Kamer rekent af met omstreden rekentoets
DEN HAAG. Alleen de PVV wil nog dat in voortgezet onderwijs en middelbaar beroepsonderwijs de rekentoets dit jaar al meetelt bij het eindexamen. Het kabinet wil uitstel in het mbo, en een Kamermeerderheid wenst dat ook voor havo en vmbo.
Vanwaar deze commotie opeens?
Minister Bussemaker en staatssecretaris Dekker schreven gisteren aan de Tweede Kamer dat de rekentoets in het mbo pas over zes jaar verplicht wordt: nu is het rekenonderwijs niet op orde, dus er zouden veel te veel studenten zakken. Addertje onder het gras: de toets slecht maken mag nog, maar wie geen voldoende haalt, kan niet meer automatisch doorstromen naar het hogerberoepsonderwijs.
Tegelijk willen de bewindslieden de toets in het voortgezet onderwijs al wel verplicht stellen, ook al haalde daar 1,9 procent –en dat zijn duizenden leerlingen– vorig jaar de toets niet. Daar keert een Kamermeerderheid zich nu tegen.

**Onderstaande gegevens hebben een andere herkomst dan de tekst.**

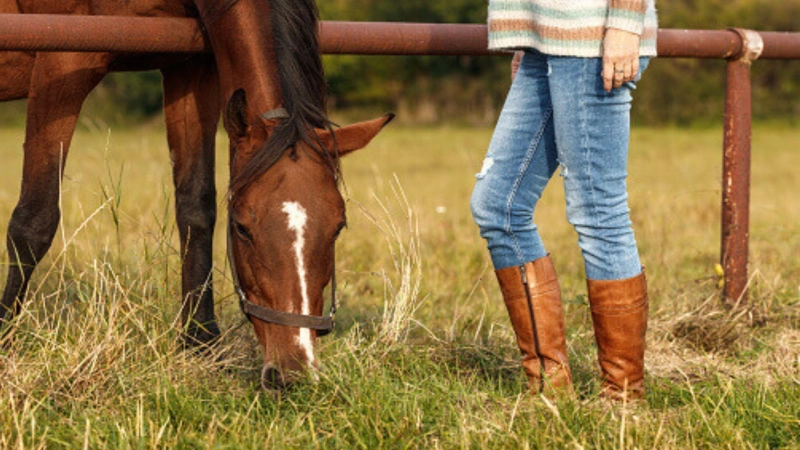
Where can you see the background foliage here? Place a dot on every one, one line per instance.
(471, 89)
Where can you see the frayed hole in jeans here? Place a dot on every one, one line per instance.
(563, 173)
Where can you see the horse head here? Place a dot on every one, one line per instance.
(285, 213)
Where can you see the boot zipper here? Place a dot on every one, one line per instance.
(536, 346)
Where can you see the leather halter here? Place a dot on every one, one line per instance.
(323, 325)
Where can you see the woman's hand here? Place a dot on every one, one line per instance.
(620, 58)
(515, 62)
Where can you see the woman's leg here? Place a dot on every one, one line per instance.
(592, 130)
(520, 162)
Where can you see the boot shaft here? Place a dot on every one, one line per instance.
(619, 314)
(533, 299)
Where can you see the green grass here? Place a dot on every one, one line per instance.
(423, 356)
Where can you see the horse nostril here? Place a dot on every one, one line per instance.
(272, 379)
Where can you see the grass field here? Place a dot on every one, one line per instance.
(423, 356)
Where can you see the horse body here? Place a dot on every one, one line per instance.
(285, 209)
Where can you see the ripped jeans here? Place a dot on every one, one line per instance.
(557, 113)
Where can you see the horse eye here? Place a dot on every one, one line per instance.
(242, 231)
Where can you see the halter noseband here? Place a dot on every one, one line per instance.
(323, 325)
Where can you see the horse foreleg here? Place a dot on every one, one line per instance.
(15, 75)
(191, 110)
(59, 84)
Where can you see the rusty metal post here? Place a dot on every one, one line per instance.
(736, 169)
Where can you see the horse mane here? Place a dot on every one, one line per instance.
(303, 87)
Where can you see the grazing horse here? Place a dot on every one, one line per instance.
(284, 207)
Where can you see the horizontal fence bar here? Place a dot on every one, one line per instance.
(43, 32)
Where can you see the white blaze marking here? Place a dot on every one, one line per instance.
(297, 222)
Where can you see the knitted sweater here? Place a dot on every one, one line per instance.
(569, 27)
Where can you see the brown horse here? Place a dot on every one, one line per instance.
(285, 209)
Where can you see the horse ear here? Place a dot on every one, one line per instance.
(353, 137)
(235, 120)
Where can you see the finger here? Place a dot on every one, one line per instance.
(608, 74)
(635, 68)
(619, 75)
(627, 72)
(515, 62)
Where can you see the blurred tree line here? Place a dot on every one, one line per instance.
(472, 89)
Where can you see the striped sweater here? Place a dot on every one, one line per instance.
(569, 27)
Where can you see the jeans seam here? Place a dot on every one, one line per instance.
(532, 147)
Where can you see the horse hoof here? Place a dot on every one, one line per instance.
(273, 380)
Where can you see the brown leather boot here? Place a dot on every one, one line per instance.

Zo nieuw is de kritiek toch niet?
Commentaar was er al genoeg, ja. Zoals: de toets is te moeilijk. Er zit te veel lees- en denkwerk in, en dus wordt niet alleen de rekenvaardigheid getest. Wat raar dat gebruik van een rekenmachine is toegestaan. Er is verwarring over onder meer het aantal herkansingen en de minimaal te halen cijfers. Het voortgezet onderwijs is ook helemaal niet klaar voor de toets, dus het wordt een slachting: vorig jaar haalde op een kwart van de scholen minder dan de helft een voldoende (5,5), en er zijn scholen waar slechts 25 procent van de leerlingen voldoende scoort. Als de toets nu al verplicht was geweest, hadden deze scholieren geen diploma kunnen halen.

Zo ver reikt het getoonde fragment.